13 January 2008

Let's Play "Connect the Dots": "Vast semi-religious, quasi-political associations..." (6)

Concentric Circles

The Society of the Elect, the secret society founded and funded by Cecil Rhodes, was structured as follows:

1. General of the Society: Rhodes
2. Junta of the Three: Stead, Brett, Milner
3. Circle of Initiates: Cardinal Manning, General Booth, Bramwell Booth, "Little" Johnson, Albert Grey, Arthur Balfour
4. The Association of Helpers
5. A College, under Professor Seely, to be established "to train people in the English-speaking idea". [Quigley, The Anglo-American Establishment,p. 39]

The structure was inspired by the structure of the Jesuits.

The fourth group, the Association of Helpers, were people who would be involved in promoting and implementing the policies of the group without being aware of the group's existence. For example, the Round Table groups organized in English-speaking countries around the globe were part of this Association of Helpers, but few of its members would have been aware of the secret group. The Round Table provided the official academic aura to the ideas, much the way the Israeli lobby groups like PNAC give legitimacy to the ideas of the neocons today. If public opinion needed to be turned for or against some idea, The Times could call in a member of the Round Table for the official justification of policy, just as the New York Times or the Washington Post, or Fox News or CNN can do the same today.

Back then, as today, the people who seel to influence the body politic know that if something is repeated often enough it will be believed by enough people that these policies can be justified, regardless of whether the arguments are nothing but a pack of lies. Just look at the repeated assertions that Iraq had weapons of mass destruction or that Saddam was linked to al Quaeda.

So it seems clear that a small group of people, with access to larger numbers of people, can influence events and can play what W.T. Stead called, in the quote cited in the first post of this series, "so large a part in the history of the world". Rhodes, Stead, and Milner obviously thought so, and Quigley's book looks at their influence as individuals and as a group over a period of more than 50 years.

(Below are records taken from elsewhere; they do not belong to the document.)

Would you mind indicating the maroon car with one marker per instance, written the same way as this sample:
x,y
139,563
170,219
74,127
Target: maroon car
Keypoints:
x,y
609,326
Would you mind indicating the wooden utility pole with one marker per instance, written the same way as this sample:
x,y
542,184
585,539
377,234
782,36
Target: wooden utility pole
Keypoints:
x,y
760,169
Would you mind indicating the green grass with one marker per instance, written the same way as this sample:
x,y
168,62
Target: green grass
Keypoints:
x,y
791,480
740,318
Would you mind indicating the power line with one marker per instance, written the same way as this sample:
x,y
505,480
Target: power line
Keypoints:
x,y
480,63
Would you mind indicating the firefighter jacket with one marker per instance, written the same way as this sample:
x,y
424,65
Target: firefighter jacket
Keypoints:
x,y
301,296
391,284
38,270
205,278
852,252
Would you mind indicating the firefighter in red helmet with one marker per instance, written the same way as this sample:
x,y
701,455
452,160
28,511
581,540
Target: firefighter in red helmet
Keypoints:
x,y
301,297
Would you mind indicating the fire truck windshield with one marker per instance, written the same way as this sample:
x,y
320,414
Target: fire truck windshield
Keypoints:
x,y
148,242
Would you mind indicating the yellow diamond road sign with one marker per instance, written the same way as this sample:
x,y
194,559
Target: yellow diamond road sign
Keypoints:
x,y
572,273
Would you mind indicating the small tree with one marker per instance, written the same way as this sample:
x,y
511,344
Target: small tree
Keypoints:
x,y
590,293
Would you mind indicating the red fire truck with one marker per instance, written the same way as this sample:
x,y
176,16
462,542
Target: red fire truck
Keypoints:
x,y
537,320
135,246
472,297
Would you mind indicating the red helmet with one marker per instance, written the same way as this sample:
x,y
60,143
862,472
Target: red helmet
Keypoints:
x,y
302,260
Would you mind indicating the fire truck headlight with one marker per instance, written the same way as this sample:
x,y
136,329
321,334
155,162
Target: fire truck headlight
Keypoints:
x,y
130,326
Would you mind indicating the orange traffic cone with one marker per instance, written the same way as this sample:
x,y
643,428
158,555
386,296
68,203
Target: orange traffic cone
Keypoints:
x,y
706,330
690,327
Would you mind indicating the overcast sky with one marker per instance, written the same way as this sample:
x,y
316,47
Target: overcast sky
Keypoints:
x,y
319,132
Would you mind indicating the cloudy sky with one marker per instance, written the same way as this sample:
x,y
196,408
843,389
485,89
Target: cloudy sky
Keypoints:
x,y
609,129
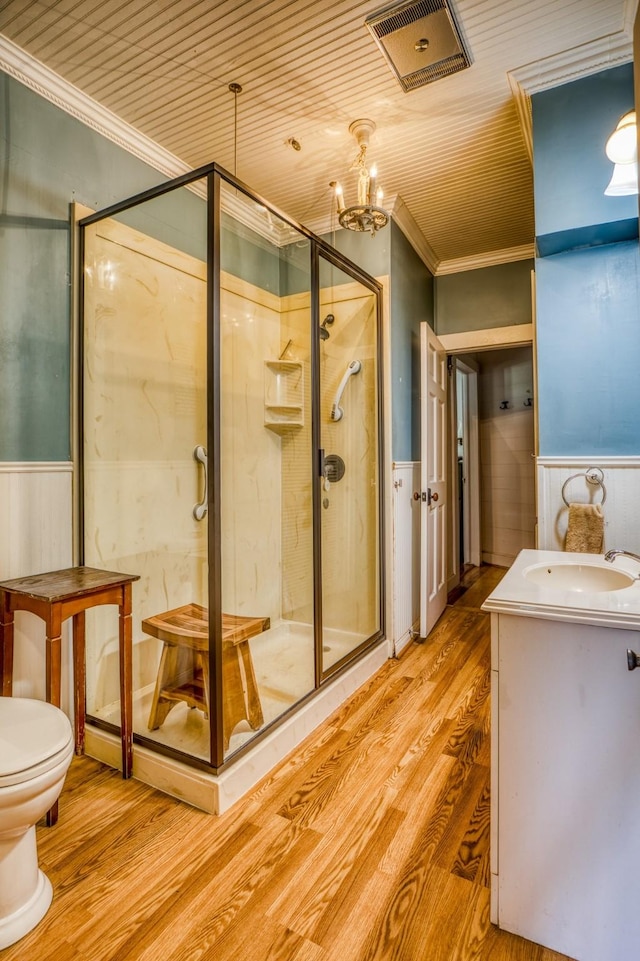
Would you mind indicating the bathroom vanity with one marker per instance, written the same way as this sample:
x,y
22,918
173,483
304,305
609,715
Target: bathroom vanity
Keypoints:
x,y
565,834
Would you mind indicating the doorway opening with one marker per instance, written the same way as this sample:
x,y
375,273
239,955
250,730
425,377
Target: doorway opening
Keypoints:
x,y
493,451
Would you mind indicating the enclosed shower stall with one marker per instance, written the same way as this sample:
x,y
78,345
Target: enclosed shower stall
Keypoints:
x,y
229,412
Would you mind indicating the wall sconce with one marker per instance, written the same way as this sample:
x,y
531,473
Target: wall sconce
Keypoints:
x,y
622,151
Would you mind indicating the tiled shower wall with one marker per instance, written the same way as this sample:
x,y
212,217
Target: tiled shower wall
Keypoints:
x,y
507,467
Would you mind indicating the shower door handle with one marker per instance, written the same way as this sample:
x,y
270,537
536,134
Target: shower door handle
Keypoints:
x,y
200,509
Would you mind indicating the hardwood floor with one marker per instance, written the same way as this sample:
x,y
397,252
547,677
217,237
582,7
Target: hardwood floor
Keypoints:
x,y
369,843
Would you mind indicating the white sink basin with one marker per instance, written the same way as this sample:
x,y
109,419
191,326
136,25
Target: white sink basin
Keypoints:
x,y
588,578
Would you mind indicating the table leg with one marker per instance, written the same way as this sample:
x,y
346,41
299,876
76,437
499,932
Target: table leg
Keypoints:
x,y
126,681
79,680
53,668
6,645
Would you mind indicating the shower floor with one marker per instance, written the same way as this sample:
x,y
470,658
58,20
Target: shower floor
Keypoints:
x,y
283,662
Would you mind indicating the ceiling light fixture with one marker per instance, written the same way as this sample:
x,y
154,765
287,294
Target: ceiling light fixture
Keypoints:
x,y
366,215
622,150
235,89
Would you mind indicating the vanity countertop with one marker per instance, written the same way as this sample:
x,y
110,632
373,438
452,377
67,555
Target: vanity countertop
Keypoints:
x,y
518,594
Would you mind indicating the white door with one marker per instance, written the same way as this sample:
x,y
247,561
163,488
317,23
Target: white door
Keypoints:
x,y
433,479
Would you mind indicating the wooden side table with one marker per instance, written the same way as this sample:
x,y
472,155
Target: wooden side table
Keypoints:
x,y
55,596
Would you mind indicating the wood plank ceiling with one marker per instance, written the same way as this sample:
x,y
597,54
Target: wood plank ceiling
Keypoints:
x,y
454,150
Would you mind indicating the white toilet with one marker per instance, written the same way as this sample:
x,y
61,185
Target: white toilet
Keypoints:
x,y
36,747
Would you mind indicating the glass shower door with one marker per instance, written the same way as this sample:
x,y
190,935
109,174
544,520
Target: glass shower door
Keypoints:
x,y
350,486
144,376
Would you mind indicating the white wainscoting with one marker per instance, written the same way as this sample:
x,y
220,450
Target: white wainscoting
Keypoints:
x,y
36,524
406,553
621,508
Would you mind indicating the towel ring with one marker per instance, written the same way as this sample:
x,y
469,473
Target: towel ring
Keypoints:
x,y
593,475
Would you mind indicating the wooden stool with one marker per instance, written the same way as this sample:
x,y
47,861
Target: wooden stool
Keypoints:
x,y
55,596
180,678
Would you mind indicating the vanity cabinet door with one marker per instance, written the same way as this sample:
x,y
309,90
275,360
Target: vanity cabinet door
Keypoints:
x,y
567,753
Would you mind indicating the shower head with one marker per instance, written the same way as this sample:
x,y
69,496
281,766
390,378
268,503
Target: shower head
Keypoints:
x,y
327,322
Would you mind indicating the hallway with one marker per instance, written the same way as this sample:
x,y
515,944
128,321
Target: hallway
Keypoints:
x,y
370,842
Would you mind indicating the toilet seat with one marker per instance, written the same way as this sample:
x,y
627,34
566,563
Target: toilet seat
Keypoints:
x,y
34,737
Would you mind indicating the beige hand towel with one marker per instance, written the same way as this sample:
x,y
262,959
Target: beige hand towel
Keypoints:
x,y
585,531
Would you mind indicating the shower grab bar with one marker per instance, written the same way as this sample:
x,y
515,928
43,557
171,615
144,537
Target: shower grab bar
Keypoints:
x,y
337,412
200,509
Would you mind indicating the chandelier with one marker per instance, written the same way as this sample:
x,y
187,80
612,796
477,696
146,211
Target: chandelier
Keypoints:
x,y
366,215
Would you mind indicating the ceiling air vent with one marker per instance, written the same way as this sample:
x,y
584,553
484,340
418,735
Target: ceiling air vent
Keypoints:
x,y
420,40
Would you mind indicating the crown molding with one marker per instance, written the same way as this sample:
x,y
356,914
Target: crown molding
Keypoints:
x,y
491,259
50,85
582,61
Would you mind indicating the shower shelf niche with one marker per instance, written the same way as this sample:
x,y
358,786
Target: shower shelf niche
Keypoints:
x,y
283,394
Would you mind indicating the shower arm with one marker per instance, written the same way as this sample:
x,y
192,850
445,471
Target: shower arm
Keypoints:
x,y
337,412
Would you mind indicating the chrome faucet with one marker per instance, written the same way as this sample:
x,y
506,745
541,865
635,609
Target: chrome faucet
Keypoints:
x,y
611,555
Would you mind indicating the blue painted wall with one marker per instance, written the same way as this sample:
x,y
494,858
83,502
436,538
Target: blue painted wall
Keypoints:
x,y
588,337
412,287
588,300
571,125
47,160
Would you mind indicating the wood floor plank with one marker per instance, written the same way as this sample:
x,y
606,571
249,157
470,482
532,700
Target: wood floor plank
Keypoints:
x,y
370,842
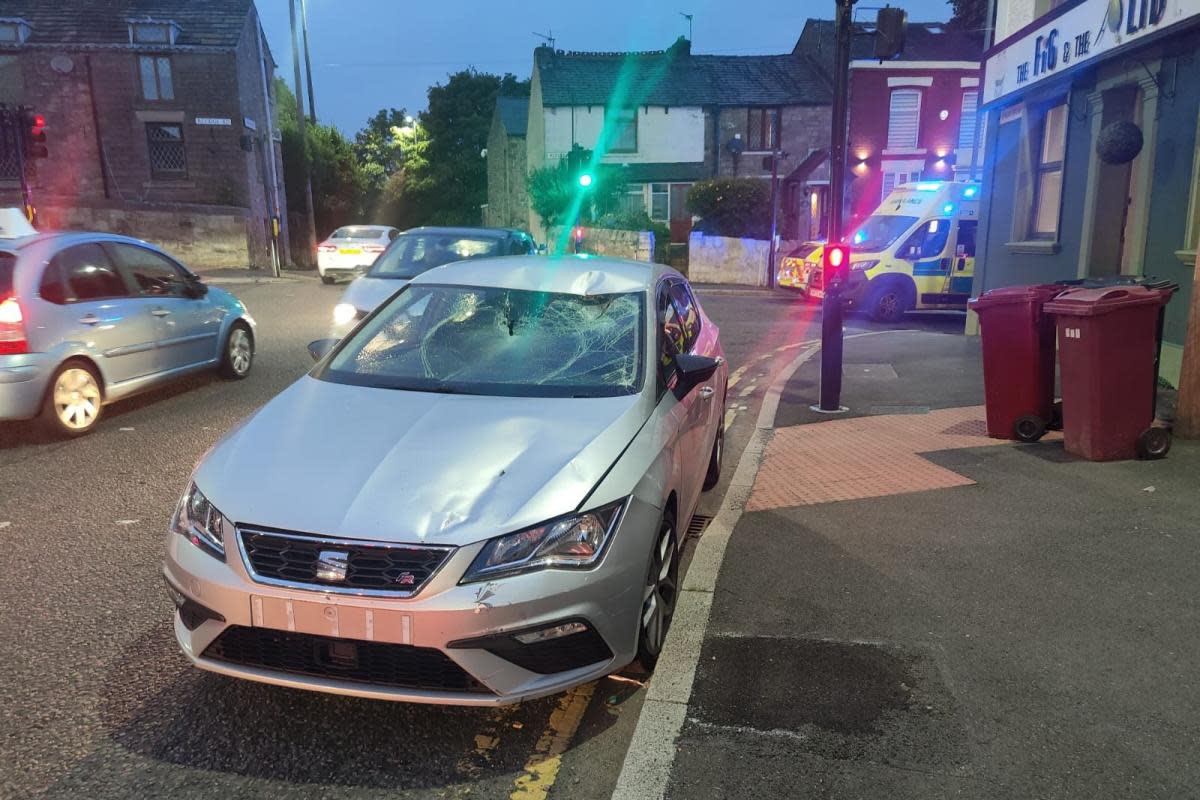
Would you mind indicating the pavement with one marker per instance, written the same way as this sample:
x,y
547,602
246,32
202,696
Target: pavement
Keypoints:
x,y
893,605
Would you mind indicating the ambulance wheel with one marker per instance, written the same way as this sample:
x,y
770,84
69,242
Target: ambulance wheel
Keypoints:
x,y
1029,428
1153,443
889,301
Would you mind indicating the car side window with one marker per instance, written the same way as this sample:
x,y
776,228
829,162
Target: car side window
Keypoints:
x,y
151,274
87,274
689,312
927,241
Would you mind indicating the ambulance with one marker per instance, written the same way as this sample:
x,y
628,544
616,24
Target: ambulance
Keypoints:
x,y
915,252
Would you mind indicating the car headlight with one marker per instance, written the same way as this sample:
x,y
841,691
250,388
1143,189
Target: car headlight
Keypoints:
x,y
570,542
345,313
201,523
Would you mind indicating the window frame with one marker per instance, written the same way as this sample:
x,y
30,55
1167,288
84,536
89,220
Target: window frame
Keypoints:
x,y
70,295
633,124
763,113
156,61
1038,169
167,174
916,138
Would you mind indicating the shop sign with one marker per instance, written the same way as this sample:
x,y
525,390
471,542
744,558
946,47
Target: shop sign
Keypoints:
x,y
1084,32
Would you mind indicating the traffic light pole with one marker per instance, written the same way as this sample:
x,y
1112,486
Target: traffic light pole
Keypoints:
x,y
832,307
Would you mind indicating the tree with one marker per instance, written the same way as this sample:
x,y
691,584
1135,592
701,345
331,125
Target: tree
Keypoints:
x,y
969,14
449,184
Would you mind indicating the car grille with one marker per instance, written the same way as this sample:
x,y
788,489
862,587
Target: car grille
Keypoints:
x,y
399,666
371,567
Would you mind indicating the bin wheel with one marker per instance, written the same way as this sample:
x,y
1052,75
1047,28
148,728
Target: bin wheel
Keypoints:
x,y
1029,428
1056,416
1153,443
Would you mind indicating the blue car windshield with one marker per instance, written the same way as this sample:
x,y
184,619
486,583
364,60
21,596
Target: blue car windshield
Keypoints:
x,y
879,232
414,253
499,342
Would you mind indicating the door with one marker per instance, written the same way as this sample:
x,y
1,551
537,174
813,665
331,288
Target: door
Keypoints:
x,y
683,328
97,312
189,326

It is also obvious that the very rich have more influence than those who are poor. Bill Gates or Warren Buffet or David Rockefellar are heard in places that even people who are very comfortable are not. We also know that there are many people who will stop at nothing to achieve their goals. Why, then, do so many people have trouble accepting that much of what happens in the world may well be the result of the influence of small groups of people?

And if one group were able to have members in several or many others, all without the knowledge of the other members, why could it not be able to influence a wide selection of these groups?